International investors are carefully monitoring the current account gap in Bulgaria as the country operates under an IMF-advised currency board system that pegs the national currency, the lev, to the euro, bans the central bank from lending to the government, and restricts the central bank’s options for monetary policy influencing.

In another development on February 27, European Central Bank (ECB) president, Jean-Claude Trichet, who was on a visit to Sofia, identified the rising balance of payments and inflation as the two major challenges facing Bulgaria on its path to joining the European Union and the eurozone.

In Trichet’s view, the dynamic of the current account deficit shows it needs more attention. The dynamic must be improved by more loans granted to the private sector, and by measures of BNB seeking to restrict lending to households, he believes.
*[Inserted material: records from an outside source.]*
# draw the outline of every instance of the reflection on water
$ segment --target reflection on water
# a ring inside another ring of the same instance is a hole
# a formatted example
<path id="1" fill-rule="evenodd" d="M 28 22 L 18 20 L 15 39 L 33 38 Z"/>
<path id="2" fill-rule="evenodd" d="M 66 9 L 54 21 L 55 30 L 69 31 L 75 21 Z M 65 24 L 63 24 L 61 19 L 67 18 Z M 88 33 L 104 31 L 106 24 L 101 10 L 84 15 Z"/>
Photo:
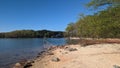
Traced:
<path id="1" fill-rule="evenodd" d="M 53 45 L 64 45 L 64 38 L 49 38 Z M 32 59 L 43 50 L 43 39 L 0 39 L 0 68 L 9 68 L 21 59 Z"/>

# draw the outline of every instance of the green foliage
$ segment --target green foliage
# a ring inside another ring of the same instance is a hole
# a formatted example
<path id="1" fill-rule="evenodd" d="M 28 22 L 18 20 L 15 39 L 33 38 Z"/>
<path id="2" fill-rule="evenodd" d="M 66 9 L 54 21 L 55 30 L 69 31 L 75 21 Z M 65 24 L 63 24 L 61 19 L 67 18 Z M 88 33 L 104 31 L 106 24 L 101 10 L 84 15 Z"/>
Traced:
<path id="1" fill-rule="evenodd" d="M 61 31 L 48 31 L 48 30 L 16 30 L 7 33 L 0 33 L 0 38 L 62 38 L 64 32 Z"/>
<path id="2" fill-rule="evenodd" d="M 87 7 L 93 7 L 95 9 L 104 5 L 108 5 L 109 7 L 120 6 L 120 0 L 91 0 L 86 4 Z"/>
<path id="3" fill-rule="evenodd" d="M 109 4 L 106 10 L 99 11 L 94 15 L 82 16 L 72 29 L 68 25 L 68 32 L 77 30 L 78 37 L 91 38 L 120 38 L 120 0 L 92 0 L 88 6 L 99 7 Z M 71 28 L 71 29 L 70 29 Z"/>

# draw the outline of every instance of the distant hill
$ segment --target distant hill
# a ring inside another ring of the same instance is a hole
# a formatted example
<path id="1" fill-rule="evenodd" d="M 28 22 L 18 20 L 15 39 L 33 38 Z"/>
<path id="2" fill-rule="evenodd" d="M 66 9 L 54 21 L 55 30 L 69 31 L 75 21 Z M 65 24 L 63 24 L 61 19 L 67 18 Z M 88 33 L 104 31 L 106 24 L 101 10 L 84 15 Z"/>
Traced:
<path id="1" fill-rule="evenodd" d="M 63 31 L 50 31 L 50 30 L 16 30 L 6 33 L 0 33 L 0 38 L 62 38 L 64 37 Z"/>

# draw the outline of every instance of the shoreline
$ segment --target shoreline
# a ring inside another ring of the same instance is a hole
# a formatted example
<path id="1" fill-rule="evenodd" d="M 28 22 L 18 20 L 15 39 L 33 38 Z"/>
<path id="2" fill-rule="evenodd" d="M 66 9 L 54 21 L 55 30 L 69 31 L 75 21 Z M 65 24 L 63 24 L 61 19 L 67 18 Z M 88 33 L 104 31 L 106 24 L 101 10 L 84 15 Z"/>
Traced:
<path id="1" fill-rule="evenodd" d="M 52 68 L 51 65 L 50 67 L 46 67 L 46 66 L 49 66 L 48 63 L 54 63 L 54 64 L 57 64 L 58 65 L 61 65 L 61 58 L 60 58 L 60 54 L 62 56 L 64 55 L 67 55 L 68 53 L 74 53 L 74 52 L 77 52 L 79 50 L 79 48 L 84 48 L 86 50 L 86 47 L 90 47 L 91 46 L 94 48 L 94 47 L 98 47 L 98 48 L 104 48 L 103 45 L 117 45 L 116 48 L 120 48 L 120 44 L 119 43 L 95 43 L 95 44 L 87 44 L 87 46 L 83 46 L 81 44 L 69 44 L 69 45 L 62 45 L 62 46 L 52 46 L 50 47 L 48 50 L 46 51 L 42 51 L 40 53 L 38 53 L 38 56 L 33 59 L 33 60 L 27 60 L 26 62 L 24 62 L 23 64 L 21 62 L 19 63 L 16 63 L 15 66 L 13 68 L 18 68 L 21 66 L 21 68 Z M 118 46 L 119 45 L 119 46 Z M 109 46 L 107 46 L 106 48 L 109 48 Z M 66 51 L 67 50 L 67 51 Z M 71 51 L 70 51 L 71 50 Z M 120 49 L 119 49 L 120 50 Z M 104 51 L 103 51 L 104 52 Z M 58 53 L 56 55 L 56 53 Z M 117 54 L 120 55 L 120 52 L 115 52 Z M 104 54 L 104 53 L 103 53 Z M 72 54 L 71 54 L 72 55 Z M 76 54 L 77 55 L 77 54 Z M 58 57 L 59 56 L 59 57 Z M 119 56 L 120 57 L 120 56 Z M 53 60 L 55 58 L 55 60 Z M 59 62 L 60 61 L 60 62 Z M 66 61 L 66 60 L 64 60 Z M 67 59 L 68 61 L 68 59 Z M 119 62 L 120 63 L 120 62 Z M 36 67 L 37 66 L 37 67 Z M 63 67 L 64 68 L 64 67 Z M 77 68 L 77 67 L 76 67 Z M 81 67 L 82 68 L 82 67 Z M 89 68 L 89 67 L 88 67 Z M 99 67 L 98 67 L 99 68 Z"/>

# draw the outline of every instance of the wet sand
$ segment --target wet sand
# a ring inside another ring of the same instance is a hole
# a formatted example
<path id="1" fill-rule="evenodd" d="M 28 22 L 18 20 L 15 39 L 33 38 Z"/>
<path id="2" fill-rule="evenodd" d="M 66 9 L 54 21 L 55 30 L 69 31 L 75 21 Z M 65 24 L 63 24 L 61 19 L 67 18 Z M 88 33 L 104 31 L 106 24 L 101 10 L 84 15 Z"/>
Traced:
<path id="1" fill-rule="evenodd" d="M 52 61 L 53 57 L 59 61 Z M 31 68 L 113 68 L 114 65 L 120 66 L 120 44 L 85 47 L 77 44 L 54 47 L 50 54 L 38 57 Z"/>

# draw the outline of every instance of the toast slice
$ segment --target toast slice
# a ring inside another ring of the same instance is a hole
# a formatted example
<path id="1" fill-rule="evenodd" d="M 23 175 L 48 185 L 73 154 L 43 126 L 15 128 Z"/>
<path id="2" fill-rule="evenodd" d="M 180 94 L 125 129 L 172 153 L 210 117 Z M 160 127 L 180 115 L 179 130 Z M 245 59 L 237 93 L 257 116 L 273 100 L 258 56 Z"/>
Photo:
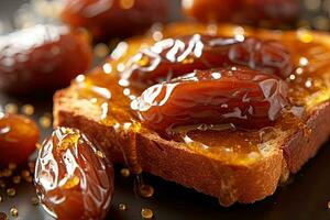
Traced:
<path id="1" fill-rule="evenodd" d="M 168 140 L 148 130 L 130 112 L 130 99 L 141 91 L 124 88 L 125 81 L 120 82 L 118 75 L 132 55 L 154 43 L 150 34 L 120 43 L 103 66 L 57 91 L 54 125 L 77 128 L 114 163 L 127 163 L 136 173 L 148 172 L 195 188 L 219 198 L 223 206 L 263 199 L 329 139 L 330 35 L 191 23 L 169 24 L 162 32 L 164 37 L 195 33 L 282 41 L 297 67 L 295 76 L 287 79 L 290 98 L 301 107 L 297 110 L 304 109 L 304 117 L 283 118 L 274 128 L 262 131 L 200 131 L 191 134 L 197 140 L 193 143 Z M 201 147 L 206 140 L 212 142 L 207 150 Z"/>

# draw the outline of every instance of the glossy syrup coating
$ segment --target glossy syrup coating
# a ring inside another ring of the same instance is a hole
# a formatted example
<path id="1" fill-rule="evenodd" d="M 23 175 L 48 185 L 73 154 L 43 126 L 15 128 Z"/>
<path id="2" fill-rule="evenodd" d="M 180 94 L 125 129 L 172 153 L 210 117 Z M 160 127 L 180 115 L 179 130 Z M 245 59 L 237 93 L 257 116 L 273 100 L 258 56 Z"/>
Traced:
<path id="1" fill-rule="evenodd" d="M 0 90 L 26 95 L 54 91 L 87 70 L 86 34 L 67 26 L 36 25 L 0 36 Z"/>
<path id="2" fill-rule="evenodd" d="M 57 128 L 38 153 L 35 186 L 57 219 L 103 219 L 113 194 L 113 168 L 78 130 Z"/>
<path id="3" fill-rule="evenodd" d="M 142 33 L 168 16 L 167 0 L 66 0 L 62 20 L 86 28 L 97 40 Z"/>
<path id="4" fill-rule="evenodd" d="M 182 0 L 183 11 L 202 22 L 234 22 L 253 25 L 293 23 L 298 0 Z"/>
<path id="5" fill-rule="evenodd" d="M 38 138 L 38 128 L 31 119 L 0 112 L 0 165 L 25 162 Z"/>
<path id="6" fill-rule="evenodd" d="M 156 131 L 175 125 L 233 123 L 272 125 L 288 106 L 287 84 L 245 67 L 197 70 L 146 89 L 132 102 Z"/>
<path id="7" fill-rule="evenodd" d="M 146 85 L 168 81 L 194 72 L 244 65 L 286 78 L 293 72 L 290 54 L 277 41 L 256 37 L 187 35 L 166 38 L 131 58 L 122 77 Z"/>

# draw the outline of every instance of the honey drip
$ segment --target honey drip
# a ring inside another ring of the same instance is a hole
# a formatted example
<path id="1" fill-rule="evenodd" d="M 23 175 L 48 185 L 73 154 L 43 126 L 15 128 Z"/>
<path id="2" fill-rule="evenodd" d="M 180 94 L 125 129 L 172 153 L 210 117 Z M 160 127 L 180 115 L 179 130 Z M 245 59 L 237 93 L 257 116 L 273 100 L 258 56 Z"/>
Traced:
<path id="1" fill-rule="evenodd" d="M 208 30 L 207 25 L 184 23 L 170 25 L 162 34 L 166 38 L 195 33 L 208 33 Z M 222 25 L 215 29 L 215 32 L 226 36 L 234 36 L 235 28 Z M 305 116 L 308 116 L 316 106 L 330 100 L 330 46 L 322 43 L 322 35 L 312 35 L 312 33 L 309 33 L 311 41 L 308 42 L 304 40 L 305 37 L 301 38 L 299 33 L 295 32 L 270 34 L 264 31 L 254 32 L 245 29 L 242 33 L 244 35 L 280 41 L 288 50 L 293 56 L 295 68 L 286 80 L 289 85 L 289 100 L 295 108 L 277 119 L 272 128 L 252 131 L 237 129 L 218 131 L 210 128 L 207 128 L 205 131 L 198 129 L 185 131 L 179 129 L 179 131 L 174 133 L 158 133 L 157 135 L 183 143 L 193 151 L 207 154 L 217 160 L 232 160 L 238 163 L 260 156 L 264 147 L 266 147 L 265 143 L 276 139 L 278 133 L 289 135 L 297 130 L 301 131 L 304 129 L 305 134 L 309 135 L 310 128 L 306 125 Z M 320 41 L 316 41 L 318 38 Z M 147 46 L 153 43 L 152 37 L 135 38 L 120 43 L 121 46 L 125 45 L 125 50 L 121 53 L 118 53 L 119 48 L 114 51 L 116 54 L 107 63 L 107 66 L 111 66 L 112 69 L 110 74 L 109 72 L 106 73 L 103 68 L 97 68 L 70 87 L 78 99 L 92 105 L 98 110 L 101 123 L 111 127 L 118 132 L 118 135 L 111 139 L 112 144 L 122 152 L 128 167 L 133 174 L 142 172 L 138 154 L 138 145 L 141 143 L 139 143 L 136 134 L 154 134 L 155 132 L 141 122 L 138 113 L 131 109 L 132 100 L 139 97 L 145 88 L 132 86 L 130 81 L 123 80 L 119 76 L 120 70 L 141 50 L 142 45 Z M 100 96 L 96 89 L 90 89 L 90 87 L 107 89 L 111 97 Z M 97 100 L 92 101 L 94 98 L 97 98 Z M 139 178 L 141 179 L 141 177 Z M 138 185 L 141 186 L 143 183 Z"/>

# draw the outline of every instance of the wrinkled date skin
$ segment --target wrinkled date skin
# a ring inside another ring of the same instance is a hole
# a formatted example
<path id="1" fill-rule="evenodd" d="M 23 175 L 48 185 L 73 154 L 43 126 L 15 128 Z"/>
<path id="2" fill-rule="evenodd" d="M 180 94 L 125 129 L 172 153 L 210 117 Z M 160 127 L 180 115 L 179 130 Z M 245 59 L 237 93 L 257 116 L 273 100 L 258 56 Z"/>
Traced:
<path id="1" fill-rule="evenodd" d="M 288 105 L 287 84 L 245 67 L 197 70 L 154 85 L 132 102 L 156 131 L 176 125 L 233 123 L 246 129 L 272 125 Z"/>
<path id="2" fill-rule="evenodd" d="M 182 0 L 188 16 L 202 22 L 280 25 L 297 20 L 298 0 Z"/>
<path id="3" fill-rule="evenodd" d="M 142 33 L 168 18 L 167 0 L 66 0 L 62 20 L 98 41 Z"/>
<path id="4" fill-rule="evenodd" d="M 286 78 L 293 70 L 289 53 L 276 41 L 189 35 L 167 38 L 142 50 L 128 63 L 122 77 L 153 85 L 194 72 L 243 65 Z"/>
<path id="5" fill-rule="evenodd" d="M 34 121 L 0 112 L 0 164 L 20 164 L 35 151 L 40 131 Z"/>
<path id="6" fill-rule="evenodd" d="M 86 34 L 36 25 L 0 36 L 0 90 L 18 95 L 68 86 L 91 63 Z"/>
<path id="7" fill-rule="evenodd" d="M 103 219 L 113 194 L 113 168 L 78 130 L 58 128 L 40 150 L 35 186 L 58 219 Z"/>

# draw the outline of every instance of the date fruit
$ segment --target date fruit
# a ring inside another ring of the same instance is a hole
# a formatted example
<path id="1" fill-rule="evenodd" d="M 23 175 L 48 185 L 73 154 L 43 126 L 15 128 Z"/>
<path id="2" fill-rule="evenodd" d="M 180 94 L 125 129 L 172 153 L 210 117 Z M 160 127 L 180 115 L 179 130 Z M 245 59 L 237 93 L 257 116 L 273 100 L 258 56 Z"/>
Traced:
<path id="1" fill-rule="evenodd" d="M 20 164 L 35 151 L 40 131 L 34 121 L 0 112 L 0 164 Z"/>
<path id="2" fill-rule="evenodd" d="M 142 50 L 128 62 L 122 78 L 153 85 L 195 69 L 237 64 L 283 78 L 293 70 L 292 57 L 279 42 L 194 34 L 167 38 Z"/>
<path id="3" fill-rule="evenodd" d="M 68 86 L 91 64 L 86 34 L 36 25 L 0 36 L 0 90 L 40 95 Z"/>
<path id="4" fill-rule="evenodd" d="M 298 0 L 182 0 L 188 16 L 201 22 L 234 22 L 277 26 L 298 18 Z"/>
<path id="5" fill-rule="evenodd" d="M 66 0 L 62 20 L 99 41 L 142 33 L 168 16 L 167 0 Z"/>
<path id="6" fill-rule="evenodd" d="M 57 128 L 40 150 L 35 186 L 57 219 L 103 219 L 113 194 L 113 168 L 78 130 Z"/>
<path id="7" fill-rule="evenodd" d="M 131 107 L 156 131 L 176 125 L 272 125 L 288 105 L 287 84 L 245 67 L 197 70 L 147 88 Z"/>

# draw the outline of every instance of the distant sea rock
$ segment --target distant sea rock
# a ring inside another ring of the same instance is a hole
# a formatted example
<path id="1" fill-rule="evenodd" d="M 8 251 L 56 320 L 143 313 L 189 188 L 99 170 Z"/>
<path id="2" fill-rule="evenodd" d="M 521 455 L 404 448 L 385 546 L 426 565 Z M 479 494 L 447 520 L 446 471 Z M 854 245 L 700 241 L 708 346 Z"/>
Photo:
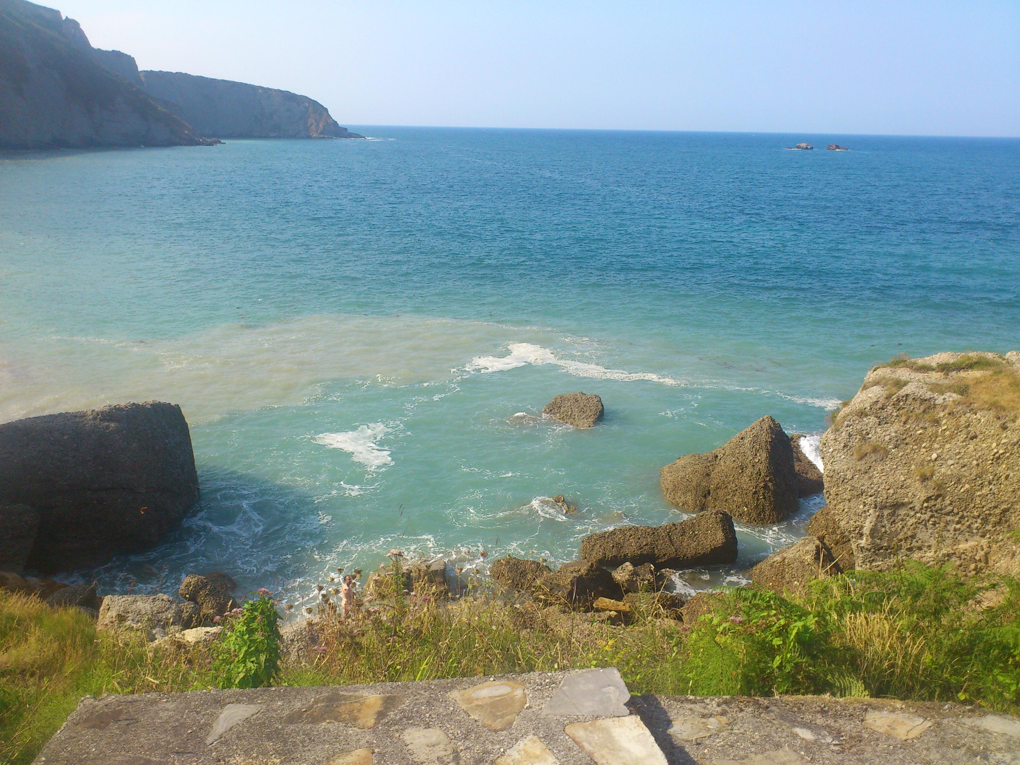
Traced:
<path id="1" fill-rule="evenodd" d="M 210 143 L 94 52 L 60 11 L 0 0 L 0 149 Z"/>
<path id="2" fill-rule="evenodd" d="M 146 93 L 203 136 L 364 138 L 341 128 L 307 96 L 180 71 L 142 71 L 140 76 Z"/>

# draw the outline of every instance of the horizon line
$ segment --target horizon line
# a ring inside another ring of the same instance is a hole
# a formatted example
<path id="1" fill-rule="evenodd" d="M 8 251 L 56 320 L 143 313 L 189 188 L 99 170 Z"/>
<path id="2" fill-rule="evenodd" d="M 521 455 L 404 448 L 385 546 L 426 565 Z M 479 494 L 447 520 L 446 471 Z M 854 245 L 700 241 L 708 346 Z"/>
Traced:
<path id="1" fill-rule="evenodd" d="M 335 117 L 336 119 L 336 117 Z M 340 123 L 340 120 L 337 120 Z M 1020 134 L 1015 136 L 961 136 L 951 134 L 919 134 L 919 133 L 810 133 L 793 131 L 696 131 L 672 128 L 534 128 L 507 126 L 488 124 L 386 124 L 381 122 L 344 122 L 346 128 L 416 128 L 426 130 L 452 131 L 562 131 L 575 133 L 693 133 L 693 134 L 723 134 L 730 136 L 852 136 L 854 138 L 946 138 L 946 139 L 987 139 L 996 141 L 1018 141 Z"/>

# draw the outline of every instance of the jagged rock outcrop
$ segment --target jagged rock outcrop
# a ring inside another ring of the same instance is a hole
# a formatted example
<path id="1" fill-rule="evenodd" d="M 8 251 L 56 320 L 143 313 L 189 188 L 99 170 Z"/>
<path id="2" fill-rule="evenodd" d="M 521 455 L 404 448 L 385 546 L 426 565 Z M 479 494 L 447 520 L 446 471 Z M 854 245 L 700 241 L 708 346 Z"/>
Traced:
<path id="1" fill-rule="evenodd" d="M 808 521 L 808 533 L 829 549 L 840 569 L 850 571 L 857 568 L 850 534 L 839 525 L 838 518 L 828 505 L 811 516 L 811 520 Z"/>
<path id="2" fill-rule="evenodd" d="M 146 93 L 213 138 L 364 138 L 307 96 L 180 71 L 142 71 Z"/>
<path id="3" fill-rule="evenodd" d="M 194 146 L 235 138 L 363 138 L 317 101 L 181 72 L 139 72 L 78 21 L 0 0 L 0 149 Z"/>
<path id="4" fill-rule="evenodd" d="M 182 624 L 189 627 L 211 627 L 217 616 L 238 607 L 231 593 L 237 589 L 234 579 L 222 571 L 212 571 L 205 576 L 188 574 L 177 589 L 189 606 L 182 610 Z"/>
<path id="5" fill-rule="evenodd" d="M 821 494 L 825 488 L 822 478 L 822 471 L 818 466 L 808 459 L 808 455 L 801 449 L 801 439 L 804 436 L 795 432 L 789 437 L 789 446 L 794 450 L 794 470 L 797 472 L 797 495 L 798 497 L 811 497 Z"/>
<path id="6" fill-rule="evenodd" d="M 27 568 L 65 571 L 154 545 L 198 499 L 191 436 L 175 404 L 0 424 L 0 507 L 39 513 Z"/>
<path id="7" fill-rule="evenodd" d="M 93 52 L 60 11 L 0 0 L 0 149 L 208 143 Z"/>
<path id="8" fill-rule="evenodd" d="M 542 410 L 543 414 L 574 427 L 594 427 L 604 412 L 599 396 L 582 392 L 554 396 Z"/>
<path id="9" fill-rule="evenodd" d="M 550 573 L 545 563 L 508 555 L 489 567 L 489 575 L 511 590 L 530 590 L 544 574 Z"/>
<path id="10" fill-rule="evenodd" d="M 746 523 L 778 523 L 799 507 L 789 437 L 768 415 L 715 451 L 666 465 L 660 483 L 666 499 L 682 510 L 723 510 Z"/>
<path id="11" fill-rule="evenodd" d="M 156 641 L 181 631 L 181 604 L 168 595 L 108 595 L 96 622 L 99 629 L 131 629 Z"/>
<path id="12" fill-rule="evenodd" d="M 812 579 L 840 573 L 832 553 L 815 537 L 777 550 L 751 569 L 751 582 L 776 595 L 804 595 Z"/>
<path id="13" fill-rule="evenodd" d="M 21 573 L 39 530 L 39 511 L 29 505 L 0 504 L 0 571 Z"/>
<path id="14" fill-rule="evenodd" d="M 534 585 L 536 600 L 582 611 L 590 610 L 599 598 L 618 600 L 622 595 L 609 571 L 586 560 L 564 563 L 541 576 Z"/>
<path id="15" fill-rule="evenodd" d="M 581 540 L 580 557 L 600 566 L 651 563 L 691 568 L 736 560 L 736 532 L 728 513 L 712 510 L 679 523 L 620 526 Z"/>
<path id="16" fill-rule="evenodd" d="M 828 515 L 818 525 L 849 542 L 857 568 L 914 558 L 1016 574 L 1018 418 L 1015 351 L 875 367 L 822 437 Z"/>

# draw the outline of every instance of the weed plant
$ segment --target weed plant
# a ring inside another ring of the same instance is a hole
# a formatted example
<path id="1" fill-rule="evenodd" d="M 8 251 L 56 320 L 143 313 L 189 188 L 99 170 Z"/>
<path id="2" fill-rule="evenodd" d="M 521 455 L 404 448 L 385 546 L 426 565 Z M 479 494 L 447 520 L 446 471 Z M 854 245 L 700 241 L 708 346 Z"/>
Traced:
<path id="1" fill-rule="evenodd" d="M 617 667 L 635 694 L 832 694 L 980 703 L 1020 712 L 1020 588 L 905 563 L 852 571 L 782 598 L 708 596 L 679 626 L 661 608 L 628 625 L 543 608 L 470 582 L 445 601 L 396 563 L 359 613 L 325 603 L 315 640 L 279 659 L 267 595 L 209 650 L 97 632 L 85 613 L 0 593 L 0 763 L 29 763 L 87 694 L 424 680 Z M 654 600 L 654 599 L 653 599 Z M 261 619 L 261 621 L 260 621 Z M 278 674 L 275 668 L 278 667 Z"/>

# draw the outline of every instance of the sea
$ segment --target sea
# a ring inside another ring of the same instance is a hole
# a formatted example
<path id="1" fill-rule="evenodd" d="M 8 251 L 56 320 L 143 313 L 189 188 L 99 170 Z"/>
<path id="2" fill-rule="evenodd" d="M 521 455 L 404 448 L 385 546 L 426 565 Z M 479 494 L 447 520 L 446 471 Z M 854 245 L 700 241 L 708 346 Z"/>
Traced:
<path id="1" fill-rule="evenodd" d="M 351 128 L 0 156 L 0 421 L 177 403 L 201 482 L 74 576 L 303 604 L 392 549 L 556 564 L 686 517 L 659 469 L 758 417 L 817 461 L 874 364 L 1020 348 L 1017 140 Z M 542 416 L 575 391 L 603 422 Z M 823 504 L 676 588 L 745 581 Z"/>

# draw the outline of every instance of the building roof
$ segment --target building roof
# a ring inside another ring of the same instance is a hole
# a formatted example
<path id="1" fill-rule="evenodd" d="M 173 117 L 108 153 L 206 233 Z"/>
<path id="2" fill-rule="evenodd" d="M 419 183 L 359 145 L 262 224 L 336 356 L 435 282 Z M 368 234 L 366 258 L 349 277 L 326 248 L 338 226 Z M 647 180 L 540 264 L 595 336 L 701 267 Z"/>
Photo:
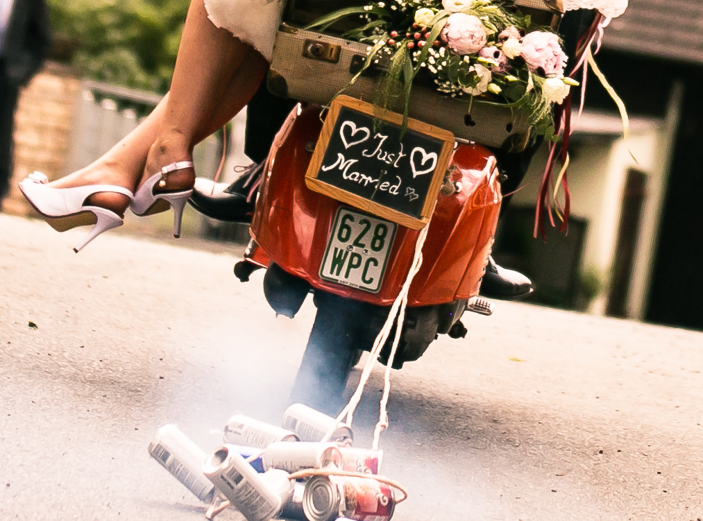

Trichet described inflation as the most serious difficulty on the road to joining the eurozone and the adoption of the euro. He said that the 6.5 per cent inflation in 2005 was too high and a lot remained to be done to bring it under control. Its volatility proves it - from 3.4 per cent it dropped to 2.3 per cent in 2003, and now is climbing again.

“A rigid fiscal policy combined with acceleration of the structural reforms will play a pivotal role in curing inflation,” Trichet said.